We want to extend our thanks to the Sächsische Eisenbahnmuseum e. V. in Chemnitz, Germany and the many volunteers there keeping the exhibits in pristine condition by donating their spare time. If you’re in the area with or without kids, do visit. You won’t be disappointed. And while Germany may be too far for most readers, the translator of this article shares the author’s enthusiasm for historic steam locomotives and enjoys visiting the Travel Town Museum in Los Angeles and the California State Railroad Museum in Sacramento.

  • Trueno07
    I am so jealous right now, this looked like it was a blast to put together!
  • slomo4sho
    I am surprised you didn't use the model with the moving train!
  • bit_user
    Not the first time I've seen it, but I still think this case is just an exercise in sheer ridiculousness.

    But since the PC era is coming to an end, who can blame Lian Li for having a little fun while they still can?
  • edogawa
    This thing is so awesome...if it wasn't for the noise I would get one...I love trains...
  • ASHISH65
    awesome! i want to drive that train
    The Little Engine That Could...
  • g-unit1111
    *Ozzy Osbourne Voice* ALL ABOARD!!! HA HA HA HA....
  • bambiboom
    Just brilliant. Finally, a computer case with a bit of style suitable for grownups.
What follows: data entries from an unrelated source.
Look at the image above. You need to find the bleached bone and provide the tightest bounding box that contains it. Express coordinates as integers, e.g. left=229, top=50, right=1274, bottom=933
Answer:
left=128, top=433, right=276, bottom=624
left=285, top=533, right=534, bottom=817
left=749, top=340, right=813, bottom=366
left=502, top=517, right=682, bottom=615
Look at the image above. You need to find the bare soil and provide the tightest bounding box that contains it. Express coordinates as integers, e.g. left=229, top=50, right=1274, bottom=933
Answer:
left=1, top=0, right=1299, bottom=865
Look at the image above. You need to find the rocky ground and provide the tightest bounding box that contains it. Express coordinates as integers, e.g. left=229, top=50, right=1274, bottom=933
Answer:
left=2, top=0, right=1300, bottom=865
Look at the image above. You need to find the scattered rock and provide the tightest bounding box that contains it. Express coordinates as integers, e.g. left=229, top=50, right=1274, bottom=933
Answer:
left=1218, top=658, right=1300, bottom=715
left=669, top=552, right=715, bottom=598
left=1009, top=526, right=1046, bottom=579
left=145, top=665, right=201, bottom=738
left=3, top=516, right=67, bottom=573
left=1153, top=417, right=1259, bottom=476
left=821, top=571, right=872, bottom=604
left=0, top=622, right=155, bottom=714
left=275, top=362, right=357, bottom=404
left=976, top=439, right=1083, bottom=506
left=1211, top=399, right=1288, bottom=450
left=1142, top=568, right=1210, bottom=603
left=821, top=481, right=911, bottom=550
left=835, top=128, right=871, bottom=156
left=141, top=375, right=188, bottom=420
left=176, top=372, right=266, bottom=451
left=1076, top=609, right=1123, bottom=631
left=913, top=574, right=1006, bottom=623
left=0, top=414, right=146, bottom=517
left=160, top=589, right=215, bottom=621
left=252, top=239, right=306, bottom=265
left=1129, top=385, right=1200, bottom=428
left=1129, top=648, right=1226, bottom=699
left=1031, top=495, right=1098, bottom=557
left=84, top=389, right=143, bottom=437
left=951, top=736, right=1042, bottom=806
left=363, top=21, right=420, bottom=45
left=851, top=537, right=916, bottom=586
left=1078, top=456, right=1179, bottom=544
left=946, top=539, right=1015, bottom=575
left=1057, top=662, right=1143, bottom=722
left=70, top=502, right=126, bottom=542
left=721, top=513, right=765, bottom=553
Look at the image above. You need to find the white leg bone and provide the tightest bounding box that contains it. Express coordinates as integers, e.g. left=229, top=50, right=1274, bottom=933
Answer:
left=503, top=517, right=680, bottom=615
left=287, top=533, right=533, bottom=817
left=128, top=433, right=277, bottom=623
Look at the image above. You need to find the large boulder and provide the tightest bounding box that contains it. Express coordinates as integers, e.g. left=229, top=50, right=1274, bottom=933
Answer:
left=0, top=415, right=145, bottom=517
    Taking the mobile computing theme further, and addressing the limitations on computing power, if you had a Dell Precision M6600 or 6700 laptop with a broken screen, how about mounting the components, motherboard , PSU, batteries, drives, Wifi and all? Then, there could be an i7 CPU and a Quadro 4000M, all very quiet and still getting more air than it's used to. And, appropriately, no power cord!
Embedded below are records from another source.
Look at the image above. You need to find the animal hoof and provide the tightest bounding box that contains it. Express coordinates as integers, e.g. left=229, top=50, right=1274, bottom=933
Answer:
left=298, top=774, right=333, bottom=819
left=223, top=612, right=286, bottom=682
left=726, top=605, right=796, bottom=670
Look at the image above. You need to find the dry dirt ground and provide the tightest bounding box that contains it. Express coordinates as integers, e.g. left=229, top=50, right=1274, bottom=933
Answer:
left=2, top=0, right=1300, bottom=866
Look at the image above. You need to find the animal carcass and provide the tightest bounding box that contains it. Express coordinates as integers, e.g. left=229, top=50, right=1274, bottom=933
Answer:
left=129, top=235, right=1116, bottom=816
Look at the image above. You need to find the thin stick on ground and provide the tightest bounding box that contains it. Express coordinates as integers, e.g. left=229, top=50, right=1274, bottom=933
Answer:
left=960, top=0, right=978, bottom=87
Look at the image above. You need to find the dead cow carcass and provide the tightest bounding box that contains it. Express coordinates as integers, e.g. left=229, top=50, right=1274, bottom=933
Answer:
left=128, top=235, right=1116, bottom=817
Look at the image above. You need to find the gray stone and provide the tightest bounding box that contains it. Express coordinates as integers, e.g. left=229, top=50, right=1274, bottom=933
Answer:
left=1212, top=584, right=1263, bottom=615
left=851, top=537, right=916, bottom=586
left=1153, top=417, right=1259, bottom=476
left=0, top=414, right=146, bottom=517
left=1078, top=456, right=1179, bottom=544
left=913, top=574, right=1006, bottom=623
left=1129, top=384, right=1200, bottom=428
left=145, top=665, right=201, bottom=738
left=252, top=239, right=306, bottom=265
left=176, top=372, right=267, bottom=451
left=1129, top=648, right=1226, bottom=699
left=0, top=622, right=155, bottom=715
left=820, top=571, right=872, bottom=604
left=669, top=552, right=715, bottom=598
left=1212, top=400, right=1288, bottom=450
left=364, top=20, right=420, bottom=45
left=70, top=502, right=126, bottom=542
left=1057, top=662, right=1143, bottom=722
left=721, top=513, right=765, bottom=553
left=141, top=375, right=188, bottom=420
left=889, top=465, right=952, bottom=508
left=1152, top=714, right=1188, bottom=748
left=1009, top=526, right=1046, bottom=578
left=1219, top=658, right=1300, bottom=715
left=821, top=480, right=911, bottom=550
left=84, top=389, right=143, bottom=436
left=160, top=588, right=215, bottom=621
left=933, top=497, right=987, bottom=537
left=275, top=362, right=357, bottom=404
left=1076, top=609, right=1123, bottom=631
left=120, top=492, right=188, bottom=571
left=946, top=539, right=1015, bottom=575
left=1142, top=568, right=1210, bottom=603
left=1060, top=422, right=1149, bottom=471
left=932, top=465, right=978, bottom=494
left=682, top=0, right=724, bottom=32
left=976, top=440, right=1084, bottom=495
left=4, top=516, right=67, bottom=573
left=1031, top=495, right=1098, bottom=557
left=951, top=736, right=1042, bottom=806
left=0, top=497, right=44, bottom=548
    The idea of a serious, self- propelled workstation steam train model seems the best use possible of this fantastic enclosure idea. That the computer is itself the game is on the borderline of being art.

    And congratulations to Igor Wallossek for an excellent description of something so wonderfully out of the ordinary.
  • shikamaru31789
    I remember when I first saw this on Newegg. I thought I'd lost my mind for a moment. It's definitely a unique case.
  • ojas
    Tom's Hardware's German team has a lot of fun, i can see :D

    Really enjoyable read, Igor! Also got to know about that Gigabyte wireless streamer, should prove useful!